GRASS PARROT FAMILY
By Emily Floyd, born Melbourne
Curator: Broached Commissions Location: TiTree Park, East Tower, Melbourne Quarter, Flinders St Melbourne Photographer: Peter Bennetts
This family of sculptural birds continues Floyd’s long-standing commitment to the history of childhood learning objects and sculptures that depict local fauna. The artwork has been designed to specifically engage Melbourne Quarter’s younger inhabitants. Playing with scale and perspective, Grass Parrot Family invites audiences to reimagine the city from the perspective of a child, learning from the environment and envisioning Melbourne Quarter's urban park as an outdoor classroom.
The sculptures are modelled on the Red Rumped Parrot (Psephotus haematonotus), also known as the red-backed parrot or grass parrot, a common bird of south-eastern Australia.
Emily Floyd acknowledges and pays respect to the Traditional Owners and Elders, past present and emerging, of the lands and waters on which Ti-Tree Garden stands; acknowledging Aboriginal connection to material and creative practice on these lands for more than 60,000 years, and their enduring presence and knowledge.
Melbourne-born Emily Floyd is a graduate of the sculpture program at RMIT University (1999), and has since become one of Australia’s most notable and exhibited artists. Creating sculpture, print and text-based work and public installations, Floyd is known for her ability to cleverly match ideas of social activism, public education and community engagement with a playful, modernist aesthetic. Floyd is represented by Anna Schwartz Gallery and has exhibited internationally including representing Australia at the 56th Venice Biennale (2015).

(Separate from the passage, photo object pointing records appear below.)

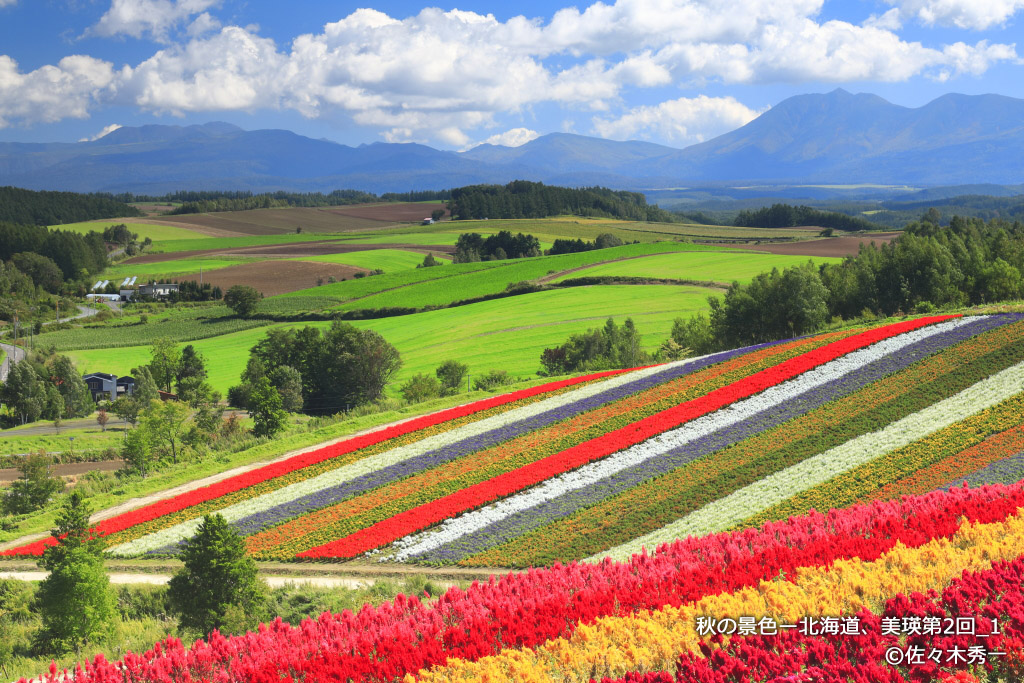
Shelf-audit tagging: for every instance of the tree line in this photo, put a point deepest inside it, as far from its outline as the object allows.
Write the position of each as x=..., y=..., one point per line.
x=783, y=215
x=53, y=208
x=522, y=199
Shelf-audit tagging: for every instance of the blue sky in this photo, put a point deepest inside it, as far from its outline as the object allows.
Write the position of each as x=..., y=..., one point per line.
x=674, y=72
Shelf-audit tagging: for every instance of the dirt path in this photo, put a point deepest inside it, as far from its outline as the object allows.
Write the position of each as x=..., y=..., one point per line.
x=141, y=501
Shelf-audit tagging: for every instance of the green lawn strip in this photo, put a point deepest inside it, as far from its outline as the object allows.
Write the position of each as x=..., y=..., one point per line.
x=178, y=329
x=320, y=468
x=86, y=438
x=171, y=475
x=364, y=287
x=153, y=230
x=722, y=266
x=166, y=269
x=508, y=334
x=435, y=486
x=496, y=280
x=173, y=246
x=663, y=500
x=385, y=259
x=851, y=486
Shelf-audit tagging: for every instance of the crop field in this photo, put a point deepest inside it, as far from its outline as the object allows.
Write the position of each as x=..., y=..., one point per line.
x=507, y=334
x=278, y=221
x=385, y=259
x=497, y=279
x=694, y=265
x=611, y=463
x=152, y=230
x=169, y=268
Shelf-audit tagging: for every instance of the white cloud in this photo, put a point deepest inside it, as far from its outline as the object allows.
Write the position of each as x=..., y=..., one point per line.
x=977, y=14
x=684, y=120
x=136, y=17
x=51, y=92
x=512, y=138
x=442, y=75
x=105, y=131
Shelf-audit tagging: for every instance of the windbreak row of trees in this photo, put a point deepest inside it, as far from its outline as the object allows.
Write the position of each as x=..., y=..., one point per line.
x=783, y=215
x=76, y=255
x=929, y=266
x=522, y=199
x=52, y=208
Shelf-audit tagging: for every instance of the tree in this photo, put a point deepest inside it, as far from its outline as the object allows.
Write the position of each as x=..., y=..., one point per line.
x=166, y=422
x=165, y=356
x=136, y=452
x=242, y=299
x=265, y=409
x=34, y=487
x=217, y=574
x=75, y=601
x=420, y=387
x=451, y=374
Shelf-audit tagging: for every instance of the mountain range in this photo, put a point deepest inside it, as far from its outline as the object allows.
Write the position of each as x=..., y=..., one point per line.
x=838, y=137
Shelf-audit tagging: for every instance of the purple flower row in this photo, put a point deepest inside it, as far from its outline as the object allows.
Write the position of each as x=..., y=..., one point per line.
x=386, y=475
x=521, y=522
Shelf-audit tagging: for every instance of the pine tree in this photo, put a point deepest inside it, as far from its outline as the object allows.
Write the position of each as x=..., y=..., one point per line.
x=218, y=579
x=75, y=601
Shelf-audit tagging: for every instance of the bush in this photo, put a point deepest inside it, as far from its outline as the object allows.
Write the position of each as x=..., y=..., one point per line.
x=493, y=380
x=421, y=387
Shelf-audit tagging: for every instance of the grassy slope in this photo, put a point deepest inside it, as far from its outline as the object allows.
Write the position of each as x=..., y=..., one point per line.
x=385, y=259
x=155, y=232
x=502, y=334
x=721, y=266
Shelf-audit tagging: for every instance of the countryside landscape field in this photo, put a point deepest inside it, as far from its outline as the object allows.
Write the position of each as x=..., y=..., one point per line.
x=631, y=342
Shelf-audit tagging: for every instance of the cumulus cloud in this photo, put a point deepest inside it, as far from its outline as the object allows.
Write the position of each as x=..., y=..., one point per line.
x=105, y=131
x=51, y=92
x=977, y=14
x=441, y=75
x=158, y=17
x=684, y=120
x=512, y=138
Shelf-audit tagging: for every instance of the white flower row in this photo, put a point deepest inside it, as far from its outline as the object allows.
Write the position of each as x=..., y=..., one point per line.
x=365, y=466
x=454, y=528
x=779, y=486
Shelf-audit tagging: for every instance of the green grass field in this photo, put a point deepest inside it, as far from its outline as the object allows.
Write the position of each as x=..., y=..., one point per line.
x=155, y=232
x=507, y=334
x=718, y=266
x=170, y=268
x=496, y=280
x=387, y=260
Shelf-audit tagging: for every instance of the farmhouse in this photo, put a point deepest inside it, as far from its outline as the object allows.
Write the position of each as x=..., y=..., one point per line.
x=104, y=386
x=157, y=291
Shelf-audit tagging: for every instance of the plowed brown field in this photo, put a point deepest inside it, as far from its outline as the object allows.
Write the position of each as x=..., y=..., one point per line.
x=275, y=276
x=827, y=247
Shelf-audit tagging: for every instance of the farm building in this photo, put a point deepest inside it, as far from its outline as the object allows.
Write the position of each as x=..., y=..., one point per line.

Works by the artist are held in the permanent collections of the Museum of Contemporary Art Australia, Sydney; National Gallery of Victoria, Melbourne; National Gallery of Australia, Canberra; Queensland Art Gallery & Gallery of Modern Art, Brisbane; Victoria and Albert Museum, London; The British Museum, London and others.
At Melbourne Quarter, three of Floyd’s parrots – iconic within her practice – were curated into the landscape of the Urban Park, expanding on the theme of The Tempest and becoming props for children to engage with the history of the site, which before colonial times was an abundant garden, home to many varieties of plants and birds which were nurtured by Melbourne’s traditional owners.